Ayrıca davalarda cinayetin önemli ayaklarından biri eksik. Hepimizin daha fazla şey bildiğini tahmin ettiğimiz Jandarma boyutu var. En başından beri Trabzon’da yuvalanmış olan, Alperen Ocağı, Nizamı Alem Ocağı, yerel mafya bağlantıları sık sık gündeme gelen Yasin Hayal ve grubunun Jandarma’yla ilişkisi var. Cemaat operasyonuna bağlı gelişmelerle, Jandarma görevlilerinin Agos ve Hrant Dink’in evinin etrafında bulundukları, cinayet günü tetikçiyle konuşmaları ve görüntüleri tespit edildi. Jandarma rolü yadsınamaz. Bu konuda soruşturma var ama davaların birleştirilmesini istiyoruz.

Bu olmazsa dava, bir Mülkiye Müfettişinin ve Ali Fuat Yılmazer’in çapraz sorgusuyla ilerleyecek. Çoğu üst düzey kamu görevlilerinin savunma ve sorguları tamamlanacak. Tanıklar dinlenecek ve ondan sonra davayla ilgili mütalaa verilecek. Bizim görüşümüz, bu dava bu haliyle eksik. Adalete ulaşmak için gerideyiz. İlk dava sürecine göre bu yılki süreç daha gerçek bir yargılama. Ama hâlâ adalete ulaşmakta kuşkularımız var.

Ramazan Akyürek’e devlet içindeki bir yapılanmaya dair soru sorulduğunda, Dink cinayetiyle cemaat yapısının ilgisinin olduğunu kesinlikle düşünmediğini söyledi.  Bunu nasıl yorumluyorsunuz?

Bu davada yargılanan sanıklara, Cemaat ve onla bağlantılı olarak emniyet içindeki özel yapılanma hakkında sorular ısrarla heyet tarafından yönlendiriliyor. Emniyet’te Cemaat yapılanmasının uzantısı olan bir şura örgütlenmesine dair deliller ortaya çıktı. Bunlara ilişkin başka mahkemelerde yargılama yapılıyor. Hrant Dink cinayeti davasında yargılanan bazı emniyet müfettişleri, bilirkişiler, istihbaratçılar 15 Temmuz’la ilgili davalarda yargılanıyorlar.

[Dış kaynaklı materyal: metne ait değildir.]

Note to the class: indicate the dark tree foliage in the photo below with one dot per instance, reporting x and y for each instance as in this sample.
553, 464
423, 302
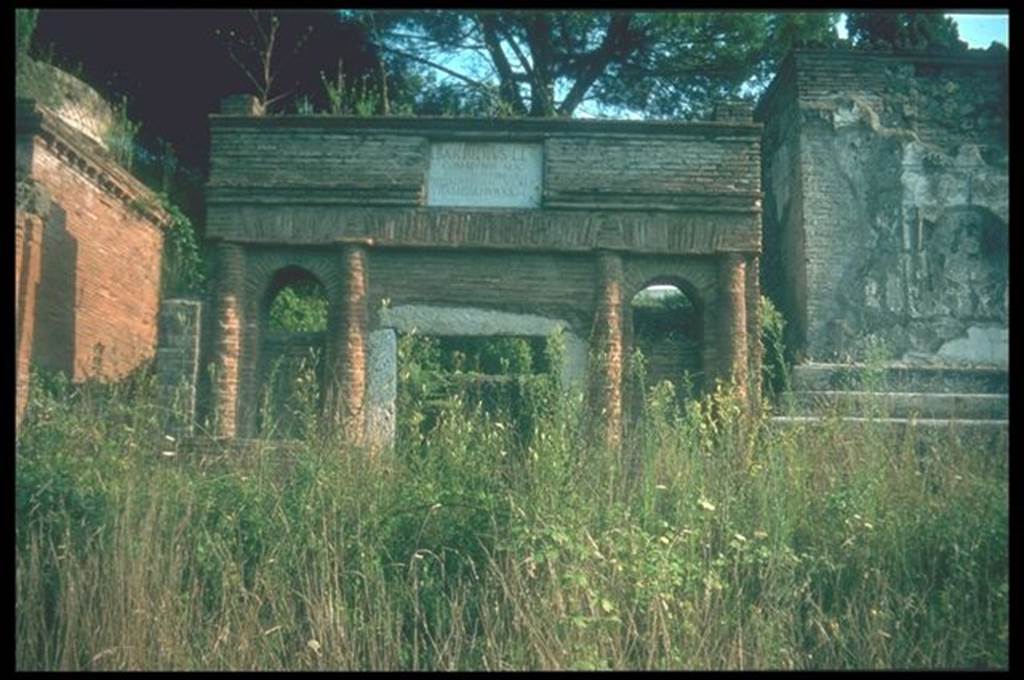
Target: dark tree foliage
914, 30
551, 62
174, 66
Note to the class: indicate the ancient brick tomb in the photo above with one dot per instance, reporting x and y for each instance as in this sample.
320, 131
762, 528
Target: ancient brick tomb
462, 227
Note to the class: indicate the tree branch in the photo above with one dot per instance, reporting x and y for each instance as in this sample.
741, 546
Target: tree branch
596, 62
507, 85
455, 74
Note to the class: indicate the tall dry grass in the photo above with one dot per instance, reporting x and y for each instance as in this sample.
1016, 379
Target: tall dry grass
710, 542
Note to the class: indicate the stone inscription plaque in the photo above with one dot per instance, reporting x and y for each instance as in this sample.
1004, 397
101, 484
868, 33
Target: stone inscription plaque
484, 175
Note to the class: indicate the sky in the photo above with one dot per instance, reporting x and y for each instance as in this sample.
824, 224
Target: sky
978, 31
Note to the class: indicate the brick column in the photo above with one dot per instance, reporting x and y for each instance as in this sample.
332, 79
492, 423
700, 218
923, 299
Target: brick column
348, 383
28, 259
606, 351
732, 283
227, 344
755, 347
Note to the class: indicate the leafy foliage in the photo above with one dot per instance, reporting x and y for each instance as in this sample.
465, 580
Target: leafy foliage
916, 30
550, 62
184, 268
300, 307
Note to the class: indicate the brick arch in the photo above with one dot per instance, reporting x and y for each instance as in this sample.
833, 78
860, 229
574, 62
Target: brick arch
266, 273
264, 267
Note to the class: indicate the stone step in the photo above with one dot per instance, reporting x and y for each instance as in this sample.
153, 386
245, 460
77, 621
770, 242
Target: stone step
898, 405
899, 377
984, 433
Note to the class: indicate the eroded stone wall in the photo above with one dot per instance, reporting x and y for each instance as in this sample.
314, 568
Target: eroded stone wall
886, 210
92, 295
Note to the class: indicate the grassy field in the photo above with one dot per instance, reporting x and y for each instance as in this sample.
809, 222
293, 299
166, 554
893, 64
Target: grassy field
710, 543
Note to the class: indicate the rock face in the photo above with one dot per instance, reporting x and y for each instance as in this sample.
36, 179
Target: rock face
887, 203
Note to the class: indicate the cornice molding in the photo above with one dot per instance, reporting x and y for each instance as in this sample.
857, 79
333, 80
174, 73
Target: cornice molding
89, 159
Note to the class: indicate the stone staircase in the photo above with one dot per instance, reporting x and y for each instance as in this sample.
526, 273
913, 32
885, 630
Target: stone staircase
970, 398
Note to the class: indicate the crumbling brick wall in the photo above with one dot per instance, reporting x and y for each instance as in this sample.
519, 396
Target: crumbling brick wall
886, 204
88, 263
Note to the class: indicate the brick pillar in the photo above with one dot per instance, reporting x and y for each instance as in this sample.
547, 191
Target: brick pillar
606, 351
28, 259
348, 382
227, 343
732, 283
755, 346
177, 363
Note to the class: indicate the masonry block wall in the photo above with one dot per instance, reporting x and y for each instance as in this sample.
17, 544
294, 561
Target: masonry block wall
887, 204
621, 205
88, 261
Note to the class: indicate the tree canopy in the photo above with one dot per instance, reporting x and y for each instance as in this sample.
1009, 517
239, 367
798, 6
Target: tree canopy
656, 64
916, 30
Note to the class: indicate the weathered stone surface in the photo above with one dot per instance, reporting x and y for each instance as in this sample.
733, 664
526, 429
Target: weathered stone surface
658, 201
484, 174
382, 387
177, 363
982, 345
886, 226
87, 248
428, 320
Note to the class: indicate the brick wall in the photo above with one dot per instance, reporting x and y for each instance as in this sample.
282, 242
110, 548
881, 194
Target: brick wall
96, 287
869, 162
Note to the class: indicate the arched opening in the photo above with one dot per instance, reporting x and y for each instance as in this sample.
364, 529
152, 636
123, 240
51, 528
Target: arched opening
667, 338
292, 356
500, 375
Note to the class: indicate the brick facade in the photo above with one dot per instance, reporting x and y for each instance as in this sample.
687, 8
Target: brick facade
886, 204
623, 205
87, 263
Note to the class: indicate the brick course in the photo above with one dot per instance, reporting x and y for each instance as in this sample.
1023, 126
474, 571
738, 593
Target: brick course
88, 306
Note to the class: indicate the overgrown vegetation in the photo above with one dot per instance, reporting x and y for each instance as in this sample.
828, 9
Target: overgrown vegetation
713, 543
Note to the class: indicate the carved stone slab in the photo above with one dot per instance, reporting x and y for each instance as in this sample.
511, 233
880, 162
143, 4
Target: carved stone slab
484, 175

Duruşmalar boyunca Ramazan Akyürek ve diğerleri böyle bir yapılanmanın izini görmediklerini söyleyerek iddiaları kabul etmediler. Ama bazı polisler emniyet içindeki yapılanmaya ilişkin dikkat çekici anlatımlarda bulundular. İstanbul Emniyeti’nde görevli ve Cemaatçi olduğu iddia edilen ekip tarafından tasfiye edilmek istendiğini söyleyen üst düzey emniyet yetkilisi, Emniyet Genel Müdürü’nden bu konuda karşılık alamadığını ifade etti. Celaletin Cerrah’ın anlatımına göre, Ali Fuat Yılmazer’in atanmasına kendisi muhalefet ediyor. Yeni atanan istihbarat daire başkanı 300 civarı polisi değiştiriyor ve bir liste getiriyor Cerrah’ın onaylaması için. Cerrah listeyi kabul etmeyince konu İçişleri Bakanlığı’na yansıyor. Bakan Cerrah’ı Ankara’ya çağırıyor ve ona Yılmazer’in dediğini yap diyor.

O gün yaşanan ilişkiler, bugün yaşanan siyasi durumlara bağlı gelişmelerle sınırlı tutulamaz. Cemaat davalarında ve Hrant Dink davasında yargılanan resmi kişilerin hepsinin cinayetle ilgisi var. Ama bununla sınırlı değil. Devletin tüm kademelerinin bu cinayette katkısı var. Baştan beri bunu söylüyoruz. Bir dönem Ergenekon davalarında yargılananlarla sınırlı tutulmak istendi, onların da parmağı vardı, şimdi Cemaatle sınırlı tutulmak isteniyor. Biz her zaman “hepiniz oradaydınız” dedik. Demeye devam ediyoruz. Biz bitti demeden, bu dava bitmez demek istiyorum. Hâlâ bu katillere öldür diyenler ortaya çıkmadı, yargılanmadı. Bu yapılana kadar biz devam edeceğiz.

19 ocak 2017’de öldürülüşünün 10. Yılında, vurulduğu yerde, vurulduğu saatte Hrant Dink’i anacağız. 10 yıldır süren adalet arayışı ve vicdan mücadelesi söz konusu olan.